The Grand Portage Reservation is at the northeastern tip of Minnesota. The Air Quality Program has many ongoing projects in order to maintain healthy indoor and outdoor air. These projects include monitoring for regional haze and particulate matter, indoor air quality, invasive plant removal, public outreach, environmental education, alternative energy, and climate change.

Tuesday, May 26, 2009

Climate Science And Honest Debate

The late spring we are having here in northern Minnesota is giving some of the local climate change skeptics more hope than ever that global warming is just some socialist plot to try and take away their pickup trucks and SUVs. Unfortunately for them local weather is not the same as global climate (as I tried to point out in this post). The skeptics are becoming more and more shrill in their arguments as the science that refutes them becomes more solid every day, and most of the arguments they make are full of holes and cherry-picked data that makes attempting to engage them in honest debate an exercise in futility. Coby Beck has gathered together a very nice page of links called "How to Talk to a Climate Sceptic" which has categorized the most commonly encountered denialist arguments.
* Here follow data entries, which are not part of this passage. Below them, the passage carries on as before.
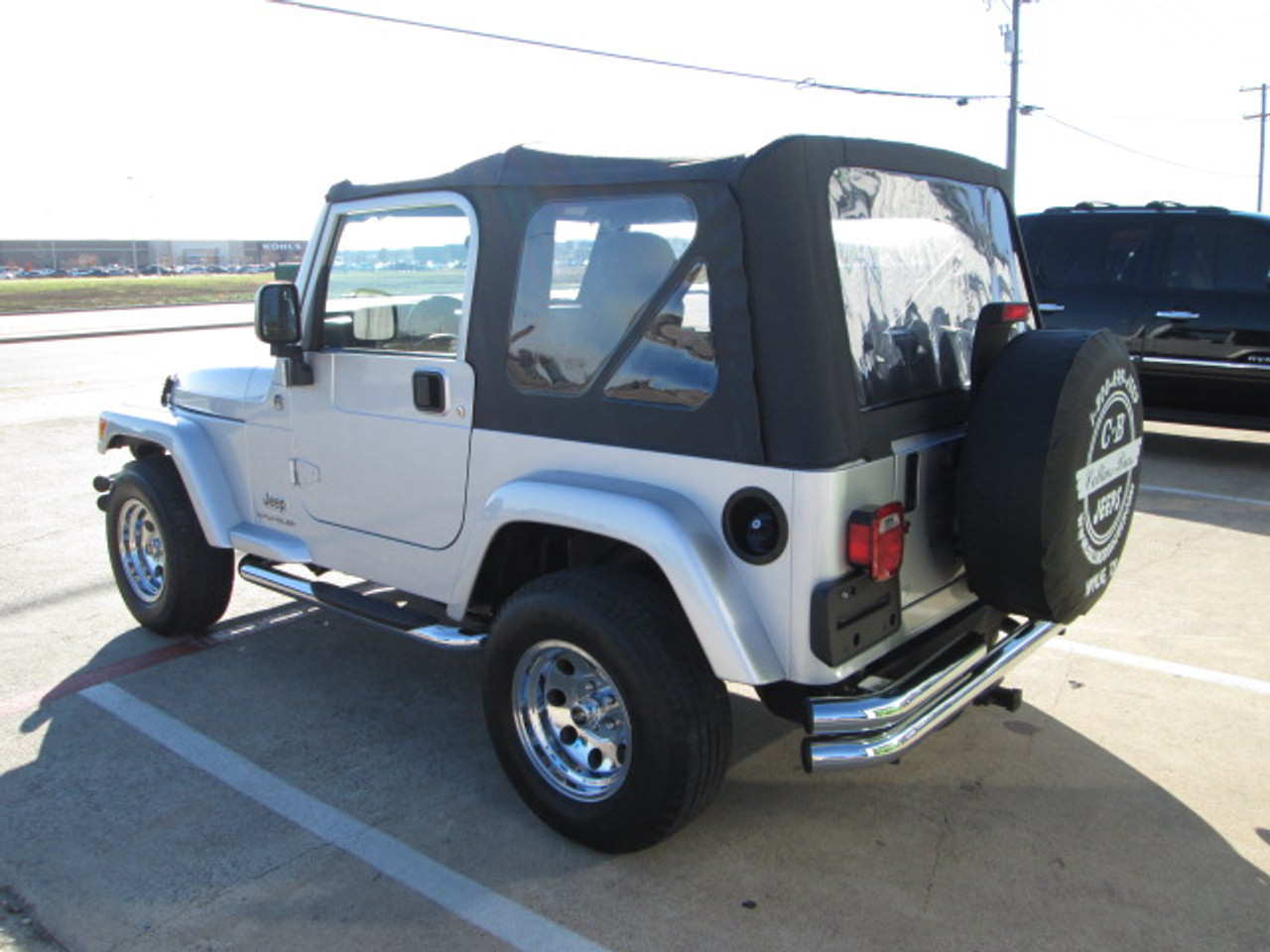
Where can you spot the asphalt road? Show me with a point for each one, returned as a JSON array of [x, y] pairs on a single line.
[[296, 782]]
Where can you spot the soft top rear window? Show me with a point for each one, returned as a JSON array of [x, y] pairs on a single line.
[[919, 257]]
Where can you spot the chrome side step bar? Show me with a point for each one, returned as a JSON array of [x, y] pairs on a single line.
[[354, 604], [874, 729]]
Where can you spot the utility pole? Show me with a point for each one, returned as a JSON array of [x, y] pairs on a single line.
[[1012, 122], [1261, 164]]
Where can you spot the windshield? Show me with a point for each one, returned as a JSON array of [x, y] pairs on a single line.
[[919, 258]]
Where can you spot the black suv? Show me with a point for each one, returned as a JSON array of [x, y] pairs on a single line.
[[1187, 287]]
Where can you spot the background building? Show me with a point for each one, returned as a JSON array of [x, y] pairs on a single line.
[[145, 255]]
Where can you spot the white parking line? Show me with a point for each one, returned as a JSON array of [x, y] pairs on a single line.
[[1214, 497], [1151, 664], [485, 909]]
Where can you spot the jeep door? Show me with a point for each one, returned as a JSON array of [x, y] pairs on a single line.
[[381, 438], [1207, 349]]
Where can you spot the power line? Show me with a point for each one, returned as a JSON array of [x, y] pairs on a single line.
[[1139, 153], [807, 82]]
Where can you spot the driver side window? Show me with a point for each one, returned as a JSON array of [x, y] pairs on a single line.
[[397, 281]]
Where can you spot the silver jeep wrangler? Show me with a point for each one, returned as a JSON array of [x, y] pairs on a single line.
[[640, 428]]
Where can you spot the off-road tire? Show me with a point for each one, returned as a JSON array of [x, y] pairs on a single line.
[[172, 580], [603, 710]]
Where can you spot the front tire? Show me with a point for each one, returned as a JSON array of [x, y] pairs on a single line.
[[602, 708], [171, 579]]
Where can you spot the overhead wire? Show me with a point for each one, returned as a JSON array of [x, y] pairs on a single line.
[[1139, 153], [806, 82]]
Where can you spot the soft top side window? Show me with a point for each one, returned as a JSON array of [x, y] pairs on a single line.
[[398, 278], [589, 270]]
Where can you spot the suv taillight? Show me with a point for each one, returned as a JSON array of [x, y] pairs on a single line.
[[875, 539]]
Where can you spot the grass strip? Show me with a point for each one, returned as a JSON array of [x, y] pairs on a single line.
[[51, 295]]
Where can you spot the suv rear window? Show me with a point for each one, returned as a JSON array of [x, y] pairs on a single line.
[[919, 258]]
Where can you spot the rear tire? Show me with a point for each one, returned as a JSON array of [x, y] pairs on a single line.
[[171, 579], [602, 708]]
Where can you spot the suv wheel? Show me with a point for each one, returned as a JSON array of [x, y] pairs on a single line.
[[603, 712], [171, 579]]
What is interesting is that many of the same debate techniques used to deny climate change are the same as those used by those who denied a link between smoking and cancer, or used by creationists to discredit evolution. One of the things they all have in common is the attempt to put "reasonable doubt" in the mind of the public that there is scientific agreement on these subjects. Mainstream journalists follow along by framing the subject as a two-sided debate with merit on both sides. The problem with this is that the general public does not see the peer-reviewed scientific journals where actual scientific debate takes place, and they don't realize that it is a small but vocal minority creating most of the controversey.

Please click on the links provided and the links under Climate Change in my list on the left. Often Google Scholar can provide abstracts to peer-reviewed science on climate change that you can find at a university library. Reading science is not easy, but it is nessecary if you want to know the real data and not just spin driven by ideology.

3 comments:

Gail Zawacki said...

Hi, I read your comment over at CliimateProgresss.org and I wonder if you could do a little scouting for me in your neck of the woods.
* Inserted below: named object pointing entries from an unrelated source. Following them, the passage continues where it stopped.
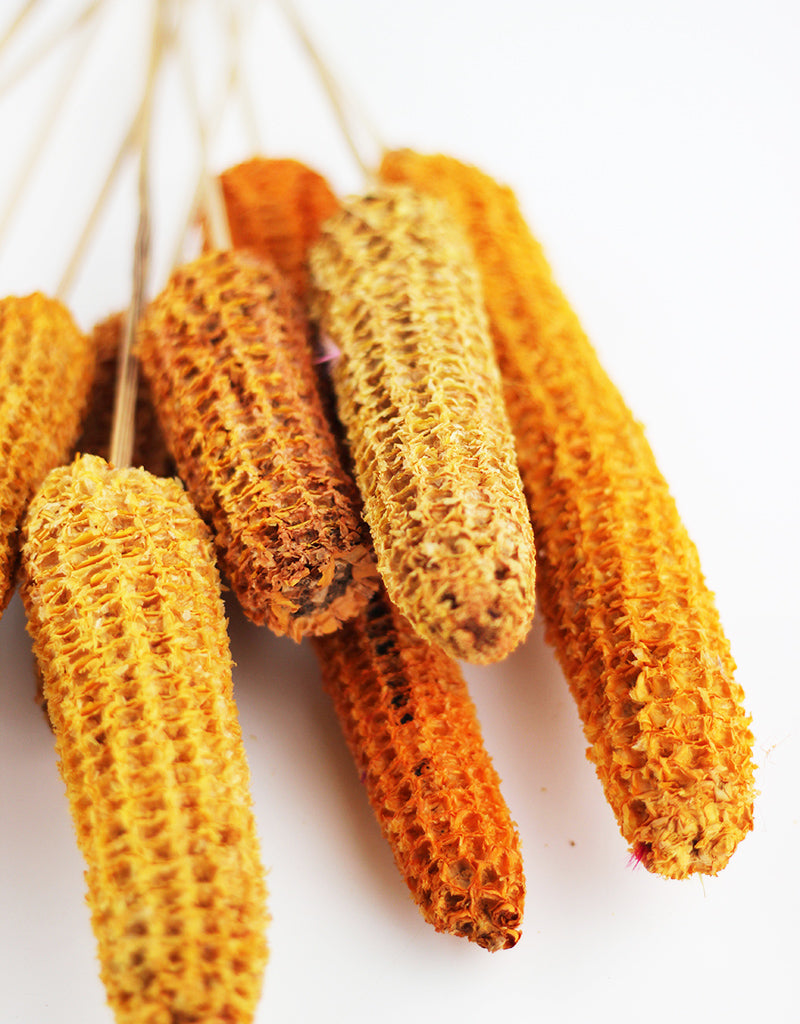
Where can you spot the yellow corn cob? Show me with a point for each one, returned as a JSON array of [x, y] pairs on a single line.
[[413, 731], [419, 393], [275, 209], [229, 364], [46, 369], [624, 599], [149, 449], [124, 607]]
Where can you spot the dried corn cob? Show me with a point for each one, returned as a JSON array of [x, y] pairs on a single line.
[[624, 599], [124, 607], [419, 393], [227, 356], [275, 209], [413, 731], [46, 369], [150, 450]]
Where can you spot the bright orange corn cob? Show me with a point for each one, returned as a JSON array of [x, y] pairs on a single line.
[[621, 588], [275, 209], [150, 451], [124, 607], [413, 731], [396, 290], [226, 352], [46, 370]]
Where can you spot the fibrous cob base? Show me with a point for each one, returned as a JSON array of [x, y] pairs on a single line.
[[621, 588], [124, 608], [413, 731]]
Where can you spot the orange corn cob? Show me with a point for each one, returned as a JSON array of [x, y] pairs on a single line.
[[228, 360], [413, 731], [621, 588], [275, 208], [419, 394], [46, 369], [124, 607], [150, 450]]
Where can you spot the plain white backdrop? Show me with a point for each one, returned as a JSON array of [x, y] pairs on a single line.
[[655, 150]]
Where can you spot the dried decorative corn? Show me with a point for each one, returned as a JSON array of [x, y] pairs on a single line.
[[150, 450], [275, 209], [412, 728], [46, 369], [419, 393], [129, 632], [226, 353], [621, 587]]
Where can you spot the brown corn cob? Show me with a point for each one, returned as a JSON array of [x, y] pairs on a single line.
[[413, 731], [129, 632], [275, 208], [624, 599], [150, 450], [419, 393], [46, 369], [228, 360]]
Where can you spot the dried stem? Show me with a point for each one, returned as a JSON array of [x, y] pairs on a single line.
[[50, 42], [123, 425], [335, 93], [212, 200], [59, 95]]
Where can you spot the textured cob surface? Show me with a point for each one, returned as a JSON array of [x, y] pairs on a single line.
[[150, 450], [418, 391], [275, 209], [124, 608], [46, 370], [227, 355], [624, 599], [412, 728]]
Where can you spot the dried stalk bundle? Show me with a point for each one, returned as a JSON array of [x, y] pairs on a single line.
[[46, 370], [275, 208], [419, 393], [413, 731], [228, 360], [150, 450], [124, 606], [621, 588]]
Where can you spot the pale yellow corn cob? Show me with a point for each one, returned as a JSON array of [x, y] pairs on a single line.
[[124, 607], [396, 290], [46, 370]]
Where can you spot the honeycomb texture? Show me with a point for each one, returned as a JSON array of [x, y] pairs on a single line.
[[150, 450], [275, 208], [46, 371], [124, 607], [412, 728], [227, 356], [396, 290], [622, 593]]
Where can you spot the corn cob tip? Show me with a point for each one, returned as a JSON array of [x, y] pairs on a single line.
[[413, 731], [46, 371]]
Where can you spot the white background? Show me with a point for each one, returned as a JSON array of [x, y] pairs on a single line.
[[655, 150]]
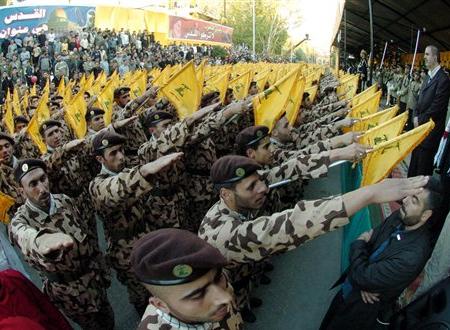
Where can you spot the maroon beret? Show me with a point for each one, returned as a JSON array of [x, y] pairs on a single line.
[[106, 139], [6, 136], [232, 168], [48, 124], [173, 256], [251, 135], [27, 165]]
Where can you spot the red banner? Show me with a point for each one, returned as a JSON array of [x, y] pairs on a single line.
[[190, 29]]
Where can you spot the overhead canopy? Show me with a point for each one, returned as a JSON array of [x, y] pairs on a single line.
[[397, 21]]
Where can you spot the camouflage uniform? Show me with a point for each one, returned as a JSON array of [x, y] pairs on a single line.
[[74, 279], [155, 319], [221, 223], [135, 132], [121, 200]]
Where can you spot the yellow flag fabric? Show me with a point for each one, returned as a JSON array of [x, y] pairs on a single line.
[[219, 84], [41, 114], [241, 84], [373, 120], [182, 90], [33, 91], [368, 107], [16, 102], [312, 92], [9, 117], [269, 105], [75, 114], [138, 84], [6, 202], [295, 101], [385, 156], [61, 87], [364, 95], [385, 131], [348, 86]]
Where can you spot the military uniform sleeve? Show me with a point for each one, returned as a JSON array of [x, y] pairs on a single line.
[[120, 190], [254, 240], [303, 166], [25, 236]]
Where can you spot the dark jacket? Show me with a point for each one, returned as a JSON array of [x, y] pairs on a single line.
[[433, 103], [395, 268]]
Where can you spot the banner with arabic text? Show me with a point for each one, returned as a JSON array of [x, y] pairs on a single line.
[[184, 29], [22, 20]]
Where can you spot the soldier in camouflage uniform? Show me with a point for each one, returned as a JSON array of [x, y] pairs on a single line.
[[232, 227], [48, 230], [121, 198], [188, 286]]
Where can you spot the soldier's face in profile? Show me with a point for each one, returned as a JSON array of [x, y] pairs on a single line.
[[263, 152], [35, 188], [6, 152], [250, 193], [53, 136], [113, 158], [414, 209], [160, 127], [97, 123], [203, 300]]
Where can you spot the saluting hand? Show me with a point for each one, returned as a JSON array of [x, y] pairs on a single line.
[[160, 164], [48, 243]]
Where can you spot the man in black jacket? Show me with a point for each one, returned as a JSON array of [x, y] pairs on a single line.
[[383, 262], [432, 103]]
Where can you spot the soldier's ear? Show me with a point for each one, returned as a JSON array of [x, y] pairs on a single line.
[[158, 303]]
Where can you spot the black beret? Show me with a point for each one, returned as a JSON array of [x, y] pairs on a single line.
[[27, 165], [155, 117], [173, 256], [92, 112], [106, 139], [251, 135], [232, 168], [21, 119], [48, 124], [121, 91], [6, 136]]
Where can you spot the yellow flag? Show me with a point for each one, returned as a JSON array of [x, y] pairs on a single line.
[[348, 87], [295, 101], [385, 131], [41, 114], [241, 84], [61, 87], [364, 95], [269, 105], [373, 120], [6, 202], [75, 114], [261, 79], [182, 90], [368, 107], [33, 91], [219, 84], [312, 92], [9, 117], [16, 102], [139, 84], [385, 156]]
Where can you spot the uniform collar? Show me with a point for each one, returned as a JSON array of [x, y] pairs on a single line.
[[35, 208], [177, 324], [433, 72], [107, 172]]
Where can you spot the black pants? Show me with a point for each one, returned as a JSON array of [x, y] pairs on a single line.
[[421, 162]]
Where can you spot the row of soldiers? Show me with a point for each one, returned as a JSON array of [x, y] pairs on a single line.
[[150, 170]]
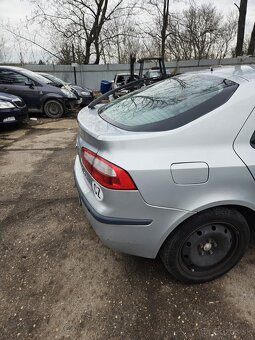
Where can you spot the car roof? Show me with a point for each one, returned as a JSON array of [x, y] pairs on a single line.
[[237, 73], [7, 96]]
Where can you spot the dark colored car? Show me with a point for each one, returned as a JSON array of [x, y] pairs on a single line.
[[85, 93], [37, 92], [12, 109]]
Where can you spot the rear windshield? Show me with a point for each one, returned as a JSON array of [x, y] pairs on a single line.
[[169, 104]]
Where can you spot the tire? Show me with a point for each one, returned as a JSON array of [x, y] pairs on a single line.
[[206, 246], [53, 109]]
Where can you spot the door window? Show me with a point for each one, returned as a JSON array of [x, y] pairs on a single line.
[[10, 77]]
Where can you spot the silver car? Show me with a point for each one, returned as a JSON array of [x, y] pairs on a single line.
[[169, 170]]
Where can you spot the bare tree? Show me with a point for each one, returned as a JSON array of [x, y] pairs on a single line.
[[158, 26], [251, 47], [81, 22], [241, 26]]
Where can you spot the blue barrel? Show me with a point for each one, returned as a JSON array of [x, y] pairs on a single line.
[[105, 86]]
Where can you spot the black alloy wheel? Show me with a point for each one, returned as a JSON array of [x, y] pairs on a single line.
[[206, 246], [53, 109]]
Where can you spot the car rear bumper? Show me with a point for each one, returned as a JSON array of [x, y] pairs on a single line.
[[13, 115], [132, 227]]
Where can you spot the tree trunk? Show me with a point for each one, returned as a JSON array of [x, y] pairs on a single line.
[[241, 27], [164, 27], [252, 42]]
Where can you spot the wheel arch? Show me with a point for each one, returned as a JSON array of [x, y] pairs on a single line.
[[247, 212]]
I did correspond with a professor at Michigan U who said that the trees there are in bad shape.

Any observations would be welcome.

thanks,
Gail at witsendnj@yahoo.com or witsendnj.blogspot.com

Stuart said...

Thanks Gail,
I read your comments there as well, and realize that you are as alarmed as I am about the wholesale ecological changes happening around us. There are many standing dead aspens up here along with birches that are bare near the top. The U of MN is currently studying the birch die-back phenomenon, as well as species change in the area of the 1999 blowdown (over 17 million trees snapped like twigs). I tried to comment on your blog but blogger ate my comment - I will try again. Thanks again for the comment and I will try to pass along more info from "up north"

Gail Zawacki said...

Stuart, I just read your response at my gmail account, I keep forgetting to check it because I only set it up so I could blog!
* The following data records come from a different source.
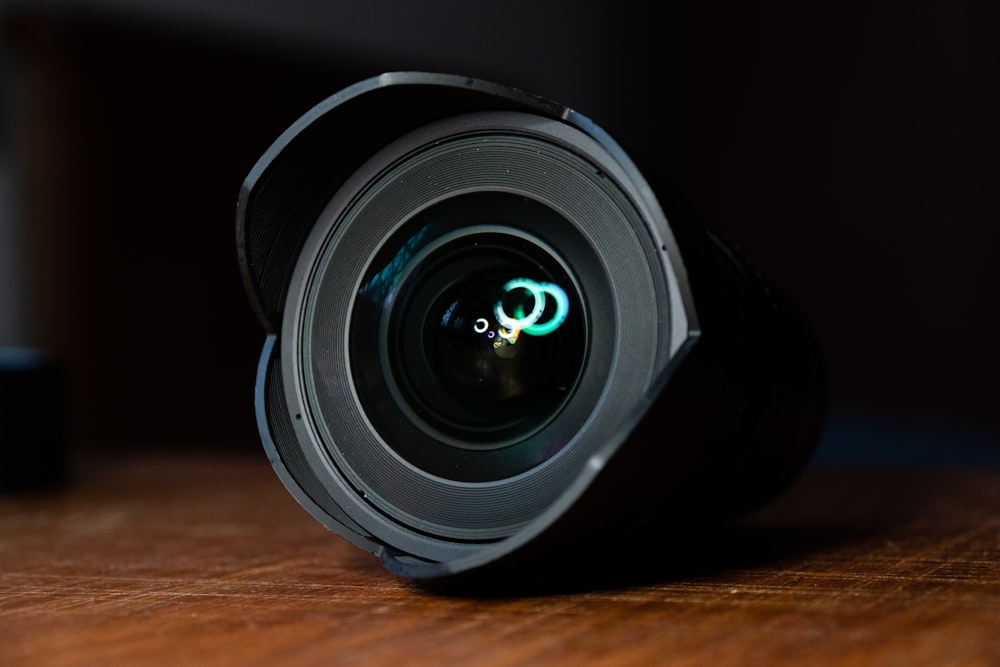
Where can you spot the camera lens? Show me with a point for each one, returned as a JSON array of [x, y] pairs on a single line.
[[483, 348], [475, 334]]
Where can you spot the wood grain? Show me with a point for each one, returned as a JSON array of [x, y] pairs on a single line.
[[208, 561]]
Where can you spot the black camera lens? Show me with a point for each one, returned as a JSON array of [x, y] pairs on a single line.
[[470, 335], [491, 338]]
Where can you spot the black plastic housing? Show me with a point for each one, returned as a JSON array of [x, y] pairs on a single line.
[[715, 415]]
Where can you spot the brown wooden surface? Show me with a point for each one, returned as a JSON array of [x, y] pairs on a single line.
[[209, 561]]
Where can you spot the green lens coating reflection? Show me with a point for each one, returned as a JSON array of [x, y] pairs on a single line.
[[529, 323]]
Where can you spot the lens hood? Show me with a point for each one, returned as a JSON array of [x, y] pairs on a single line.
[[497, 342]]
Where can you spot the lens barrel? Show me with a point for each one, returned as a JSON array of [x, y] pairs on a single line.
[[491, 338]]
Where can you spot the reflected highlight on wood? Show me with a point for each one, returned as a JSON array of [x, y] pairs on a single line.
[[209, 561]]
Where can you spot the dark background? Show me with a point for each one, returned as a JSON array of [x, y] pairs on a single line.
[[851, 148]]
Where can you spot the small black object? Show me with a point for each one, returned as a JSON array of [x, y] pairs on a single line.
[[33, 421], [495, 344]]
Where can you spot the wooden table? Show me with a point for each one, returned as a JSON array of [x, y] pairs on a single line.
[[191, 560]]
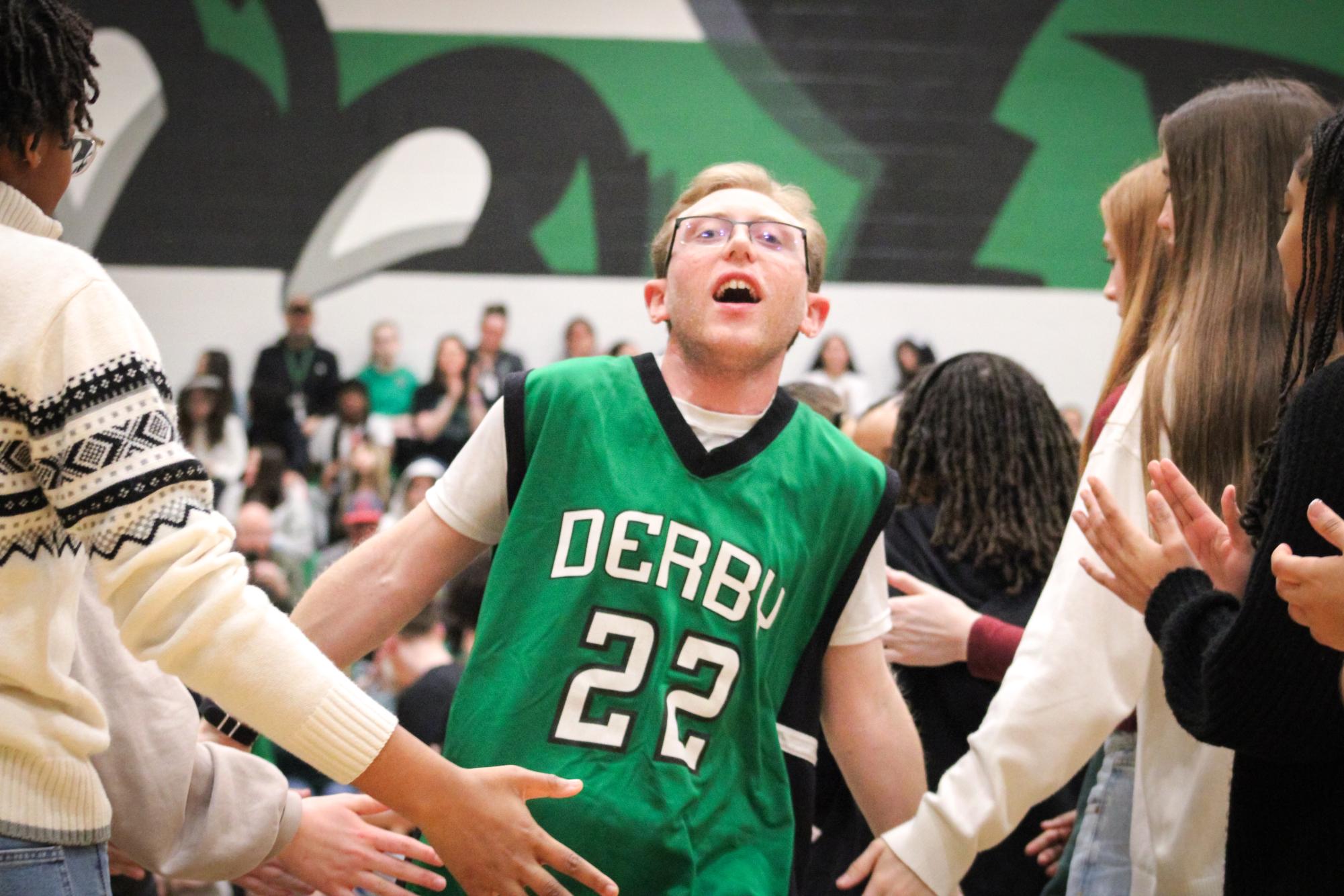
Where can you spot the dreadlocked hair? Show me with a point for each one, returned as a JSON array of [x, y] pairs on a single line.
[[46, 71], [980, 439], [1320, 296]]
If you come across any more information and remember to share it with me that would be great.

Things around here are just terrifying, not least because hardly anyone seems to notice. The leaves are wilted, hanging straight down, and they are abnormally thin and small.

I just came across this yesterday:

http://www.sciencedaily.com/releases/2009/06/090610185530.htm

I do not know exactly what is affecting the trees, or what combination of things. There really seems to be so little comprehensive scientific inquiry on this subject.

All I can say is, if people in other places are anywhere near as oblivious to the very real empirical changes in their ecosystem as they are here, then the world is going to hell in a handbasket!

Regards,
Gail

ps I wonder if there is a problem on my blog with comments?